The Sub-Matrix of the Matrix \(A\) corresponding to the Element \(a_{ij}\) is the Matrix obtained by Removing the Elements of \(i^{th}\) Row and \(j^{th}\) Column of Matrix \(A\).
A Matrix in which All the Elements of the Matrix \(A\) are Replaced by their corresponding Minor Values is known as the Minor Matrix of the Matrix \(A\).
A Matrix in which All the Elements of the Matrix \(A\) are Replaced by their corresponding Cofactor Values is known as the Cofactor Matrix of the Matrix \(A\).
The Transpose of the Cofactor Matrix of Matrix \(A\) is called the Adjoint / Adjunct / Adjugate of the Matrix \(A\).
Any Square Matrix whose Determinant Value is 0 is called a Singular Matrix. Any Square Matrix whose Determinant Value is Non-Zero is called a Non-Singular Matrix
The Sign of the Determinant Changes if any 2 Rows or Columns of the Matrix are Interchanged Odd Number of times.
The Sign of the Determinant Remains Unchanged if any 2 Rows or Columns of the Matrix are Interchanged Even Number of times.
The Absolute Value of Determinant Does Not Change on Interchanging Columns/Rows.
The Determinant Value of a Matrix with Odd Number of Rows and Columns Remains Unchanged if the Rows or Columns of Matrix are Rotated Cyclically.
The Sign of the Determinant Value of a Matrix with Even Number of Rows and Columns Changes if the Rows or Columns of Matrix are Rotated Cyclically.
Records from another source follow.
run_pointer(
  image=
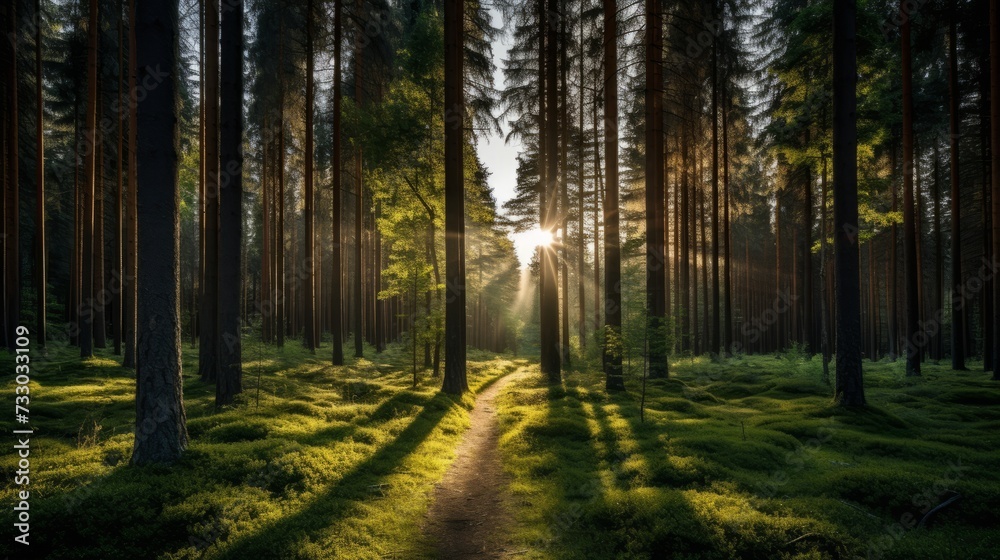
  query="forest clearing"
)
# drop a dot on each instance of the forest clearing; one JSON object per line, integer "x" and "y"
{"x": 453, "y": 279}
{"x": 740, "y": 459}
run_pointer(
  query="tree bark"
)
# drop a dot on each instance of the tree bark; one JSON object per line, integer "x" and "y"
{"x": 208, "y": 350}
{"x": 455, "y": 381}
{"x": 90, "y": 163}
{"x": 909, "y": 226}
{"x": 309, "y": 293}
{"x": 716, "y": 338}
{"x": 336, "y": 291}
{"x": 655, "y": 260}
{"x": 612, "y": 248}
{"x": 359, "y": 300}
{"x": 850, "y": 386}
{"x": 131, "y": 225}
{"x": 160, "y": 435}
{"x": 229, "y": 382}
{"x": 957, "y": 303}
{"x": 40, "y": 271}
{"x": 549, "y": 203}
{"x": 995, "y": 175}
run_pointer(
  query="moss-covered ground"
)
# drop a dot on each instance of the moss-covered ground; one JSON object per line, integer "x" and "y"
{"x": 746, "y": 458}
{"x": 325, "y": 463}
{"x": 740, "y": 458}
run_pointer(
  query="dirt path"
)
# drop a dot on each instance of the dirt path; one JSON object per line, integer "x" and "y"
{"x": 468, "y": 518}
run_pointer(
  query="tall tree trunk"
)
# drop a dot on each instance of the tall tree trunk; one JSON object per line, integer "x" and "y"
{"x": 563, "y": 178}
{"x": 309, "y": 248}
{"x": 160, "y": 435}
{"x": 598, "y": 186}
{"x": 938, "y": 307}
{"x": 727, "y": 286}
{"x": 850, "y": 386}
{"x": 716, "y": 335}
{"x": 582, "y": 245}
{"x": 549, "y": 203}
{"x": 208, "y": 350}
{"x": 116, "y": 264}
{"x": 336, "y": 291}
{"x": 824, "y": 307}
{"x": 612, "y": 250}
{"x": 995, "y": 175}
{"x": 131, "y": 220}
{"x": 909, "y": 220}
{"x": 202, "y": 196}
{"x": 230, "y": 367}
{"x": 100, "y": 190}
{"x": 957, "y": 303}
{"x": 359, "y": 301}
{"x": 655, "y": 260}
{"x": 893, "y": 286}
{"x": 684, "y": 270}
{"x": 39, "y": 272}
{"x": 455, "y": 381}
{"x": 90, "y": 164}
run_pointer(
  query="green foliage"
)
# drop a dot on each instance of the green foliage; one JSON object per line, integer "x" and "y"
{"x": 335, "y": 462}
{"x": 747, "y": 459}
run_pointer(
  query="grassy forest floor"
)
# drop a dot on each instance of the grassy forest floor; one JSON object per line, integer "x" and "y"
{"x": 333, "y": 463}
{"x": 747, "y": 458}
{"x": 743, "y": 458}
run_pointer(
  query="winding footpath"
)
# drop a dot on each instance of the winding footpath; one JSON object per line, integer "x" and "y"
{"x": 469, "y": 517}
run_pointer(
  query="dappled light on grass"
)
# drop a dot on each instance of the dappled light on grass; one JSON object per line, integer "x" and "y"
{"x": 746, "y": 458}
{"x": 334, "y": 459}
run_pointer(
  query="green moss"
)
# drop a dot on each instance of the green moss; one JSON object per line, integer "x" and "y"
{"x": 325, "y": 463}
{"x": 749, "y": 459}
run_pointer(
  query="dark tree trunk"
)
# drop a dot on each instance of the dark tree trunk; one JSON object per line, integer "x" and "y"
{"x": 99, "y": 293}
{"x": 938, "y": 307}
{"x": 850, "y": 385}
{"x": 309, "y": 282}
{"x": 359, "y": 300}
{"x": 957, "y": 305}
{"x": 563, "y": 177}
{"x": 995, "y": 175}
{"x": 910, "y": 251}
{"x": 716, "y": 338}
{"x": 455, "y": 381}
{"x": 208, "y": 349}
{"x": 727, "y": 287}
{"x": 230, "y": 368}
{"x": 823, "y": 275}
{"x": 612, "y": 249}
{"x": 336, "y": 291}
{"x": 90, "y": 164}
{"x": 40, "y": 271}
{"x": 684, "y": 270}
{"x": 549, "y": 203}
{"x": 892, "y": 288}
{"x": 582, "y": 245}
{"x": 655, "y": 260}
{"x": 160, "y": 434}
{"x": 131, "y": 225}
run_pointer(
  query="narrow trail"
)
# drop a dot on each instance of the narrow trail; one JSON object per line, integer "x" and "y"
{"x": 469, "y": 518}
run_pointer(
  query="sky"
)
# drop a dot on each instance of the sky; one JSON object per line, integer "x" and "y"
{"x": 501, "y": 158}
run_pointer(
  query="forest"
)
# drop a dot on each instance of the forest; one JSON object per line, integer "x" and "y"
{"x": 452, "y": 279}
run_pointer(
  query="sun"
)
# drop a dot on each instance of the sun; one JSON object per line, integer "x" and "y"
{"x": 538, "y": 238}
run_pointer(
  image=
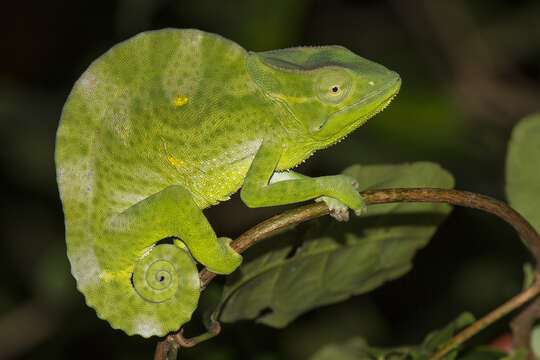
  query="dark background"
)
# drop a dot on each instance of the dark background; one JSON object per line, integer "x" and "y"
{"x": 470, "y": 70}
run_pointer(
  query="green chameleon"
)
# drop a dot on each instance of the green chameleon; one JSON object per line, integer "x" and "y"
{"x": 171, "y": 122}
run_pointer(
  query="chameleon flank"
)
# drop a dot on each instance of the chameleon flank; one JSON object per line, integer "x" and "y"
{"x": 173, "y": 121}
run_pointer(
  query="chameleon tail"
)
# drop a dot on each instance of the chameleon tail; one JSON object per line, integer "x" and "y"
{"x": 156, "y": 298}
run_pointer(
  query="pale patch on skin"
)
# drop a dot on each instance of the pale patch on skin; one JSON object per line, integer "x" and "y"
{"x": 146, "y": 326}
{"x": 87, "y": 270}
{"x": 180, "y": 100}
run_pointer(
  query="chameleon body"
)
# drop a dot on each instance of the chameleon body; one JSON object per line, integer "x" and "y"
{"x": 170, "y": 122}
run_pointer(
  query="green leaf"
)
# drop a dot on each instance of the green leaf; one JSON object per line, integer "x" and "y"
{"x": 328, "y": 262}
{"x": 523, "y": 169}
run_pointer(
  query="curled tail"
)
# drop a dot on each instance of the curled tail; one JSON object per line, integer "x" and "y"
{"x": 153, "y": 297}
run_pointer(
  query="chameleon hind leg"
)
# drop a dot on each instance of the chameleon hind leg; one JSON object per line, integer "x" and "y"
{"x": 172, "y": 212}
{"x": 152, "y": 290}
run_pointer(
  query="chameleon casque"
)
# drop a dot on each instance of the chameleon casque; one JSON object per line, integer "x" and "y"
{"x": 173, "y": 121}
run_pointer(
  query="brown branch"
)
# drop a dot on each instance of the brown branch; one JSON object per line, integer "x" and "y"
{"x": 490, "y": 318}
{"x": 372, "y": 197}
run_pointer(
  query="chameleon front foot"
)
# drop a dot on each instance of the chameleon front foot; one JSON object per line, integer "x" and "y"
{"x": 214, "y": 330}
{"x": 338, "y": 209}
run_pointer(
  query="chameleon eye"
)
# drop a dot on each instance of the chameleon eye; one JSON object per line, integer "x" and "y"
{"x": 334, "y": 90}
{"x": 333, "y": 85}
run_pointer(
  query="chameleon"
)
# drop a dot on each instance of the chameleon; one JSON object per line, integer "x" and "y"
{"x": 172, "y": 121}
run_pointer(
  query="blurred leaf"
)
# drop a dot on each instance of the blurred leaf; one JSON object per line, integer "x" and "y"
{"x": 483, "y": 353}
{"x": 358, "y": 349}
{"x": 528, "y": 275}
{"x": 354, "y": 349}
{"x": 327, "y": 263}
{"x": 520, "y": 354}
{"x": 523, "y": 169}
{"x": 535, "y": 341}
{"x": 439, "y": 337}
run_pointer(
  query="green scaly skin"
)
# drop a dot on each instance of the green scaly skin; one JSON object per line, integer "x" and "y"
{"x": 170, "y": 122}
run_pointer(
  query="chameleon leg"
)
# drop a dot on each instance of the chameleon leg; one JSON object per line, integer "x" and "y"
{"x": 338, "y": 209}
{"x": 172, "y": 212}
{"x": 258, "y": 190}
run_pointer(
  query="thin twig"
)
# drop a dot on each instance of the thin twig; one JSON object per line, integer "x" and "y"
{"x": 490, "y": 318}
{"x": 371, "y": 197}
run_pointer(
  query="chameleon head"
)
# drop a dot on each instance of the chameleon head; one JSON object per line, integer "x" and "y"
{"x": 328, "y": 90}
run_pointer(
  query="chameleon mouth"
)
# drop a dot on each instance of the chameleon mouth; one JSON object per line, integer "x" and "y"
{"x": 360, "y": 111}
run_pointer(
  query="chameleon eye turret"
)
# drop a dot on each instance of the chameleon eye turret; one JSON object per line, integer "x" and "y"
{"x": 170, "y": 122}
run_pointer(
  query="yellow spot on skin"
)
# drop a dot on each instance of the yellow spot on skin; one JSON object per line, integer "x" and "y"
{"x": 175, "y": 162}
{"x": 180, "y": 100}
{"x": 109, "y": 276}
{"x": 292, "y": 99}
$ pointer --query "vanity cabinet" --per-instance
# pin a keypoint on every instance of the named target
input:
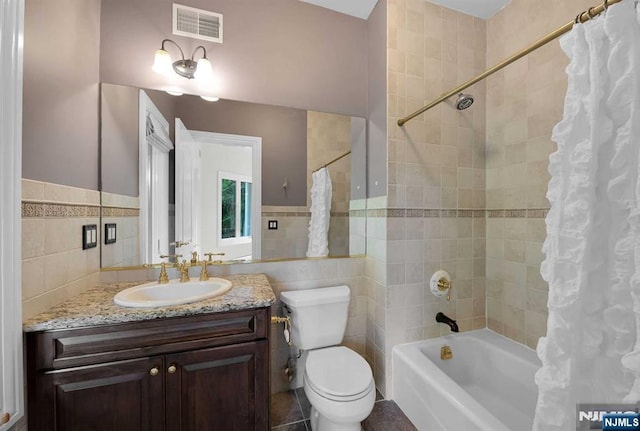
(208, 372)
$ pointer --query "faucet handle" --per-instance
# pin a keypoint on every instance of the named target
(210, 255)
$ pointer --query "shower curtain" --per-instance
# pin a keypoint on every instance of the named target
(320, 213)
(591, 353)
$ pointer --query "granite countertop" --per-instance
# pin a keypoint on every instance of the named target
(96, 306)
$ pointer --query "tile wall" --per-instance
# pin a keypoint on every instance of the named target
(290, 275)
(524, 101)
(124, 211)
(54, 265)
(435, 214)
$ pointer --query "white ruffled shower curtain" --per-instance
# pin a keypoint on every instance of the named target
(591, 353)
(320, 214)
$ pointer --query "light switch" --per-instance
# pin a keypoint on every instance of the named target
(89, 236)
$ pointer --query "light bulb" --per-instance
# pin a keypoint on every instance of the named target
(162, 63)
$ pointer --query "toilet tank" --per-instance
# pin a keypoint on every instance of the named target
(318, 316)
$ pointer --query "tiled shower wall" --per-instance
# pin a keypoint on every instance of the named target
(524, 102)
(54, 265)
(435, 214)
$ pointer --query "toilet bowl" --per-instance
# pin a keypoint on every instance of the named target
(340, 387)
(337, 381)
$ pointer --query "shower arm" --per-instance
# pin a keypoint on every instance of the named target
(582, 17)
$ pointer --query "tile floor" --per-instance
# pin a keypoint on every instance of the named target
(290, 412)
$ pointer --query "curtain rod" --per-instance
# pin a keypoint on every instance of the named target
(582, 17)
(333, 161)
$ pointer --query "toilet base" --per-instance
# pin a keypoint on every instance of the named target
(322, 423)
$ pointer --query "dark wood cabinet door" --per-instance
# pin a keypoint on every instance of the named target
(219, 389)
(114, 396)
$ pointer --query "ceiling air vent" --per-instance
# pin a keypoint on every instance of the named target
(197, 23)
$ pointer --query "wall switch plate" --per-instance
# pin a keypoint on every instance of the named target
(110, 233)
(89, 236)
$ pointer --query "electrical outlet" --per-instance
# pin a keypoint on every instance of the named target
(89, 236)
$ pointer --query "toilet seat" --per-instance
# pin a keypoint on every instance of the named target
(338, 373)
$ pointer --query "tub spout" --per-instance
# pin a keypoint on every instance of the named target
(443, 318)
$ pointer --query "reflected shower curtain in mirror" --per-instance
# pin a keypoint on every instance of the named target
(591, 353)
(320, 213)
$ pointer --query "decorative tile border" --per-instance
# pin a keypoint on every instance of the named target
(453, 213)
(300, 214)
(48, 209)
(120, 212)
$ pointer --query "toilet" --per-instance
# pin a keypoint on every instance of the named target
(337, 381)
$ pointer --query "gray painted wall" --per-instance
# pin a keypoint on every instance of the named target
(358, 158)
(278, 52)
(284, 140)
(119, 139)
(60, 95)
(283, 132)
(377, 101)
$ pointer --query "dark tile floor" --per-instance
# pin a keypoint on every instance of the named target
(290, 411)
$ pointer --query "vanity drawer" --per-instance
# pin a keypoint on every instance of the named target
(97, 344)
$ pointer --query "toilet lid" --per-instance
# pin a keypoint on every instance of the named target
(338, 371)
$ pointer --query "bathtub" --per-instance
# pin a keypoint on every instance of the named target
(488, 385)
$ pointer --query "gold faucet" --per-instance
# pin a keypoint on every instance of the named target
(184, 271)
(204, 274)
(446, 353)
(164, 277)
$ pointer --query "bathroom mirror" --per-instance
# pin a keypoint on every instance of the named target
(224, 177)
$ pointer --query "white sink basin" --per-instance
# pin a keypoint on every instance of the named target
(172, 293)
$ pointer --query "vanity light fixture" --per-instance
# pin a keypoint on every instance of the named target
(189, 68)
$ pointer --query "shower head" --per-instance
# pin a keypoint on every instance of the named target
(464, 101)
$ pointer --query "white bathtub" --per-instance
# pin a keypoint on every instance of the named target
(488, 385)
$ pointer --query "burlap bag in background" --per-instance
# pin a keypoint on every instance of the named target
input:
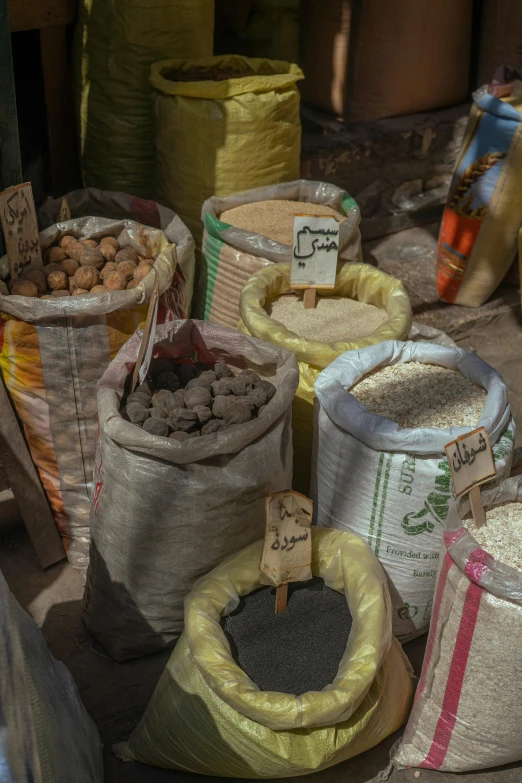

The Determinant Value of Product of Matrices is Same as Product of the Determinant Values of each Matrix.
Multiplying Elements of Any 1 Row or 1 Column of the Matrix with a Constant \(k\) results in Multiplying the Determinant Value by \(k\). Multiplying All Elements of a \(N \times N\) Matrix with a Constant \(k\) results in Multiplying the Determinant Value by \(k^N\).
The Determinant Value of a Diagonal Matrix is equal to Product of all elements of it's Main Diagonal.
The Determinant Value of a \(2 \times 2\) Matrix gives the Signed Area of Parallelogram whose Adjacent Sides are given by by the 2 Vectors formed by the Rows or Columns of the Matrix in \(2\)-Dimensional Space/Plane.
The Determinant Value of a \(3 \times 3\) Matrix gives the Signed Volume of Parallelopiped whose Adjacent Sides are given by by the 3 Vectors formed by the Rows or Columns of the Matrix in \(3\)-Dimensional Space.
The Determinant Value of a \(N \times N\) Matrix gives the Signed Hyper-Volume of Parallelopiped whose Adjacent Sides are given by by the \(N\) Vectors formed by the Rows or Columns of the Matrix in \(N\)-Dimensional Space.